Once the Chef change is approved and merged into master, it should be assumed that applying such change to the Chef server is a safe operation, provided that it is not a production change. In this light, a CI/CD pipeline should be applying this change.

Design

Uploading cookbook changes

A CI stage (called publish) would clone the publisher script repository, copy the script to the cookbook repo and run it. Since we have a lot of cookbook repositories, we need to keep the actual publishing script independent from the cookbooks so that we don’t need to update all cookbooks when a change to the publishing script is made. The publish stage only runs for a master branch and when the credentials required for uploading cookbooks are present as environment variables.
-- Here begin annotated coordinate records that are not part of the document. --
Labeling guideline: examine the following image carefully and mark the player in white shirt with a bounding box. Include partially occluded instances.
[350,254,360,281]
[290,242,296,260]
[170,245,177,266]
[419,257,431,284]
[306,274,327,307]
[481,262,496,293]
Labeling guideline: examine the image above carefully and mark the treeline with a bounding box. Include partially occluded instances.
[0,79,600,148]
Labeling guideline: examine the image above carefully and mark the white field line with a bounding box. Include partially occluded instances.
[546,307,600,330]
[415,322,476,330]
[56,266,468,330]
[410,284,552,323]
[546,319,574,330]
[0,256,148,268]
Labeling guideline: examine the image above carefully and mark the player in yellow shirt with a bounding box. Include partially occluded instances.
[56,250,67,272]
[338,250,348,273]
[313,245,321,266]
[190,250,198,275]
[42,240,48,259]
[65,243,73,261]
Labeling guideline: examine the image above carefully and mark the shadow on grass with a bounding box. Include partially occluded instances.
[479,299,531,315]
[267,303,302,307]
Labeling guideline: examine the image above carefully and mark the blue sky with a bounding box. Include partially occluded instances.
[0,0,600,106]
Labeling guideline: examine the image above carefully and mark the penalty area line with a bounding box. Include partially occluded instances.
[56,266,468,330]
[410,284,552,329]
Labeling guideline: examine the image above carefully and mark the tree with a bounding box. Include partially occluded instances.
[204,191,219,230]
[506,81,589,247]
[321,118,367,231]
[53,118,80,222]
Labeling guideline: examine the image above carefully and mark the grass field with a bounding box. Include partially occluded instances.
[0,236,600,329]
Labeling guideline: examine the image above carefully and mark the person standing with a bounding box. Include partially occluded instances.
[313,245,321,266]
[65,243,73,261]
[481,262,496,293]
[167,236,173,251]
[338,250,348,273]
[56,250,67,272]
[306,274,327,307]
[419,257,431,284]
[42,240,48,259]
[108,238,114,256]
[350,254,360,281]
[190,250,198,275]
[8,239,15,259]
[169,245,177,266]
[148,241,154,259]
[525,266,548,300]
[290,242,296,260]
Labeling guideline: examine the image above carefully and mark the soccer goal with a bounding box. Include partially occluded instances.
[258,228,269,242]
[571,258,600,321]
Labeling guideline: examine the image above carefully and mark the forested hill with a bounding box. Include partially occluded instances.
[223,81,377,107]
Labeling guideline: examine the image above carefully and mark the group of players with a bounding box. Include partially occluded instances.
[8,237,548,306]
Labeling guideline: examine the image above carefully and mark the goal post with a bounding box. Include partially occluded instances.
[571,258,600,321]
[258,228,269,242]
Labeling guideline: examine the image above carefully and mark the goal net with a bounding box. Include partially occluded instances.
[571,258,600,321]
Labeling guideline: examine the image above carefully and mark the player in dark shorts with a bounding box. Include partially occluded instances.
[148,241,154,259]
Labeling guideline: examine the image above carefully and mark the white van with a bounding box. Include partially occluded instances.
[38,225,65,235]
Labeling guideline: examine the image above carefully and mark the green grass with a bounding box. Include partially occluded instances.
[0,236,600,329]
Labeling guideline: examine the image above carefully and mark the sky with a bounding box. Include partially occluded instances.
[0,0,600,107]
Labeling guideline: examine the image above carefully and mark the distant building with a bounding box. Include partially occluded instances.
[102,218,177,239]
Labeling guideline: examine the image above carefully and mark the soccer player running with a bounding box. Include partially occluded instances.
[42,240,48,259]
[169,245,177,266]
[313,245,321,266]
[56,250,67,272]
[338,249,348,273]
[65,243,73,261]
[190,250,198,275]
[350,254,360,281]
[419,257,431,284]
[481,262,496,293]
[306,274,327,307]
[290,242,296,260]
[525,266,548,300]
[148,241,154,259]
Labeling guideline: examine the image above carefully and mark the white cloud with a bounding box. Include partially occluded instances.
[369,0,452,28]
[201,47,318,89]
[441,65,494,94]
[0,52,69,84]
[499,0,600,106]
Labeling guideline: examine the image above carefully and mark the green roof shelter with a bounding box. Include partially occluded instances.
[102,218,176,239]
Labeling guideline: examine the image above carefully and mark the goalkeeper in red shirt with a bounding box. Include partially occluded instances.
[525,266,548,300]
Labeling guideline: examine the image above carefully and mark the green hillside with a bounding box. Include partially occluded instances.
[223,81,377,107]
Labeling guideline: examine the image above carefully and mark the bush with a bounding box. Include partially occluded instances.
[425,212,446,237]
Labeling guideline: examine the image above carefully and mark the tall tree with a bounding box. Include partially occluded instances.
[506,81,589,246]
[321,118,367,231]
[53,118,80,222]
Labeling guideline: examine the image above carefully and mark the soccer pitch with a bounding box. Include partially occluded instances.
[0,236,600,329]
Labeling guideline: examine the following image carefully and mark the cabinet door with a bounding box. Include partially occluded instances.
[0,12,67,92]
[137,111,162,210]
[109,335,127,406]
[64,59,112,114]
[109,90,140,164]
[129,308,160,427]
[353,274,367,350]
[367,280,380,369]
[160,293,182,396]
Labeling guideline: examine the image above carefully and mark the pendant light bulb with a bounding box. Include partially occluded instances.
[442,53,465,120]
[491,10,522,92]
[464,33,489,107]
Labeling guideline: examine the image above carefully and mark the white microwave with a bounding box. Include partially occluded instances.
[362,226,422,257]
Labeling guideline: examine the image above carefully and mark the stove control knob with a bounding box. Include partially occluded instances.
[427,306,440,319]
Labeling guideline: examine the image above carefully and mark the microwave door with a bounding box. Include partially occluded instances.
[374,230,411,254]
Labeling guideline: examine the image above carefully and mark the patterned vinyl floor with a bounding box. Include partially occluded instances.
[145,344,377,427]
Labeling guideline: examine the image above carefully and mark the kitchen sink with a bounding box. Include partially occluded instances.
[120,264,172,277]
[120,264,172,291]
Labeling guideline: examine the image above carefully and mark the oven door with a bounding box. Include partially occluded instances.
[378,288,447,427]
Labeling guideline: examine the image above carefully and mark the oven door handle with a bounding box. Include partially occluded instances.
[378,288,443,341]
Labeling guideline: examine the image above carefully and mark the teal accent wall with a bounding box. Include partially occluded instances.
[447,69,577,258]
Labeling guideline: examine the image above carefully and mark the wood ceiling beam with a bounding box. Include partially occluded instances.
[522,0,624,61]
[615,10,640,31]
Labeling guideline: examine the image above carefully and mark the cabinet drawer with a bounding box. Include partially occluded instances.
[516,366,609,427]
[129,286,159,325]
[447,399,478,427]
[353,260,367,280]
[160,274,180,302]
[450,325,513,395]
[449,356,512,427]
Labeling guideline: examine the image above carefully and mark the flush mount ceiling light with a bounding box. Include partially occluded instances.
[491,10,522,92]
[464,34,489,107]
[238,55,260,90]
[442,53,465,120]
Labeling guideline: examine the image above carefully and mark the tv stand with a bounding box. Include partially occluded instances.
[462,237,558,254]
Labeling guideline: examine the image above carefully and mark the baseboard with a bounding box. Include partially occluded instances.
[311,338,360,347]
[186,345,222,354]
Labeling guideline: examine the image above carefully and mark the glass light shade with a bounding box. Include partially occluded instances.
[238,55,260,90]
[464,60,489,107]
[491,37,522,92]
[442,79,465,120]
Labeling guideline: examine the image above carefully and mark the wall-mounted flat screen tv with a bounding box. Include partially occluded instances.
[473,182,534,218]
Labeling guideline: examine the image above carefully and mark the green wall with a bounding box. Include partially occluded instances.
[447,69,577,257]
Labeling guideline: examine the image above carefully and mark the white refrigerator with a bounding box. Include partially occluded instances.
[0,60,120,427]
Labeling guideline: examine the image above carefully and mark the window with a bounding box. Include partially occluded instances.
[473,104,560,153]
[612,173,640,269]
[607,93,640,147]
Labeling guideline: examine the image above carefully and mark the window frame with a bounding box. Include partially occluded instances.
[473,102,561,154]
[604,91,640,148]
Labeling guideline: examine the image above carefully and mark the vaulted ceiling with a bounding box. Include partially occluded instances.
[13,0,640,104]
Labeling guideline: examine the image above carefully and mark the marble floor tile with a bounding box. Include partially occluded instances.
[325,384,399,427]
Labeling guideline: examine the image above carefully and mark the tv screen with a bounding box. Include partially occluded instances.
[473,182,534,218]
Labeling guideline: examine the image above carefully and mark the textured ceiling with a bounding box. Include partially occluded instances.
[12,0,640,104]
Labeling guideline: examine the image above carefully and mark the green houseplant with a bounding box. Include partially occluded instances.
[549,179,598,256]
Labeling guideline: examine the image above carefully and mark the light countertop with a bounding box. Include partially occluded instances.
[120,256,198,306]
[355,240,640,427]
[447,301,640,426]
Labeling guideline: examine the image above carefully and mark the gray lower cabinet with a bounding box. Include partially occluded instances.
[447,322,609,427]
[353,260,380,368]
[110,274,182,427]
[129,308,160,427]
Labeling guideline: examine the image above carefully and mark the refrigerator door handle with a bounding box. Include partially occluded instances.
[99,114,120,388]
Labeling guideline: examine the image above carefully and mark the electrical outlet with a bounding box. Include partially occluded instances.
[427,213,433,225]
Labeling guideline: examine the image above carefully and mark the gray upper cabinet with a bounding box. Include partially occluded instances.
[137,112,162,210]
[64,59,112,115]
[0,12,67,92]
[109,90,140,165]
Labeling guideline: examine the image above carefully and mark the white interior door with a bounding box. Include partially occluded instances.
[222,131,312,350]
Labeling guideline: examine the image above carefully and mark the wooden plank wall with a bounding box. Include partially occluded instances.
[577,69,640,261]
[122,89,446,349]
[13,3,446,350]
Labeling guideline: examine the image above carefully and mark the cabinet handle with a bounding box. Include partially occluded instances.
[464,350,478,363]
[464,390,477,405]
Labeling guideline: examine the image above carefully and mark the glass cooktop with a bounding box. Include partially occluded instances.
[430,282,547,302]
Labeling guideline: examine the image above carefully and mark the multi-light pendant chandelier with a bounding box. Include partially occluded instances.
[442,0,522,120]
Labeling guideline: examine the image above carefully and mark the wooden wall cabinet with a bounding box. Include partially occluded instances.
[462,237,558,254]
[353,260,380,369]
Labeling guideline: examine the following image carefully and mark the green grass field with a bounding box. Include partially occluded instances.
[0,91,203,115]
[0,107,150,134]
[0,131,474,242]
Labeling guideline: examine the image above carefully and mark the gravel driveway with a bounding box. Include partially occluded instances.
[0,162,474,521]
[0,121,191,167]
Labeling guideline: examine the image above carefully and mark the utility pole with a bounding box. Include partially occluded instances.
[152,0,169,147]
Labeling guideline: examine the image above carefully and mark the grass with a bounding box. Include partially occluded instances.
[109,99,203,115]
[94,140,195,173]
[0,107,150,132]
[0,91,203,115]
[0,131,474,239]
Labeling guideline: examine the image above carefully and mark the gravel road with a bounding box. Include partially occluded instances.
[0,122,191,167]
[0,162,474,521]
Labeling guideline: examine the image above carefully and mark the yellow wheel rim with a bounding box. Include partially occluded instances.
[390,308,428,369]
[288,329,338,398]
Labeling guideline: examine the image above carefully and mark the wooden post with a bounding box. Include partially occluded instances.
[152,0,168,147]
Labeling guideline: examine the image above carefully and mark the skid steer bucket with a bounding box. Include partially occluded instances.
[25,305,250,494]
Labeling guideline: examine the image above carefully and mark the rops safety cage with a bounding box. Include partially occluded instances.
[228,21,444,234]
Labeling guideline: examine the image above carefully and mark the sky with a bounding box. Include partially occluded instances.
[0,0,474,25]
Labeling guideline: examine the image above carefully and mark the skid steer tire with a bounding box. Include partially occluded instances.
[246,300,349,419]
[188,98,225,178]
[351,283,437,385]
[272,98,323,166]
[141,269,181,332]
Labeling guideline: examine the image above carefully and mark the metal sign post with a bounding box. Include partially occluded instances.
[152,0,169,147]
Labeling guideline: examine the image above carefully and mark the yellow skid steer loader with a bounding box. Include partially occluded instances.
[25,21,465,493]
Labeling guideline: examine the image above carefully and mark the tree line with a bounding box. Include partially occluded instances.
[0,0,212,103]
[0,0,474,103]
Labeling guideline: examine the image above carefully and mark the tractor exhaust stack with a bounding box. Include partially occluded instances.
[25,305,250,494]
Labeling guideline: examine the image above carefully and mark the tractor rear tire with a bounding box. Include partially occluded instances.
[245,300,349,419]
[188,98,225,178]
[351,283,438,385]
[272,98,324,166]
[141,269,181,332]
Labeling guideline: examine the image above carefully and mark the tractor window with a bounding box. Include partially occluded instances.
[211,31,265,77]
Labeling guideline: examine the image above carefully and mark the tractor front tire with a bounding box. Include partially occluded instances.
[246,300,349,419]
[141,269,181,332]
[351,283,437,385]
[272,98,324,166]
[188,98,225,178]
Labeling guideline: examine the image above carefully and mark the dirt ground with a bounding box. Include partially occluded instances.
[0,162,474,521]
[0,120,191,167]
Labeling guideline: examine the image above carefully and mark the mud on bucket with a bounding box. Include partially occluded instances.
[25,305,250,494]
The publishing script itself does the following:

  1. It evaluates the metadata.rb files from before and after the merge to decide if the version has been changed
  2. Assuming a change in version, it sets up all the credentials needed for a successful Berkshelf run, which we use to manage cookbooks versions and dependencies
  3. It installs some required packages (e.g. rubygems, berkshelf, …)
  4. It uploads the new cookbook
  5. It creates an MR that includes the changes made for Berksfile.lock and mentions the user who initiated the merge

We have 66 cookbook repositories that need updating to include the new publish stage, assuming it has a .gitlab-ci.yml file (some are very old). A custom Ruby script would clone all repositories in turn, parse .gitlab-ci.yml if found, add a static YAML stanza that would do the steps described in the first paragraph, dump the file, then push to branch. This would speed up the updating process but it would mean losing stuff like YAML comments and the order of some keys, but those we can live with.

Uploading roles/environment changes

A CI stage (called apply) would include two jobs, one for applying all changes that are not production-related, and another for the production ones. A distinction between production and non-production changes is made based on the file name prefixes. The production job is set to be executed manually, to avoid any surprises before making sure that the changes are working properly on staging. The staging job, in turn, is going to show what actions are to be executed when the production job is triggered, again, to avoid any surprises.

Implementation Considerations

Testing

Uploading cookbook changes

The CI pipeline was tested on a cookbook (gitlab-ceph) that we don’t use anymore in production or staging, so no fear from pushing a new cookbook version to Chef.

Uploading roles/environment changes

The CI pipeline was tested by updating the description property on staging- and production-related roles and environments, such change should have no effect whatsoever on the fleet.

GitLab.com and Self-managed

To our knowledge, no on-prem installation is using Chef for configuration management.

Operational Considerations

Automation

Such change is not expected to have metrics exported. A failure in the CI pipeline should be enough as way of monitoring.

Monitoring

See Automation above.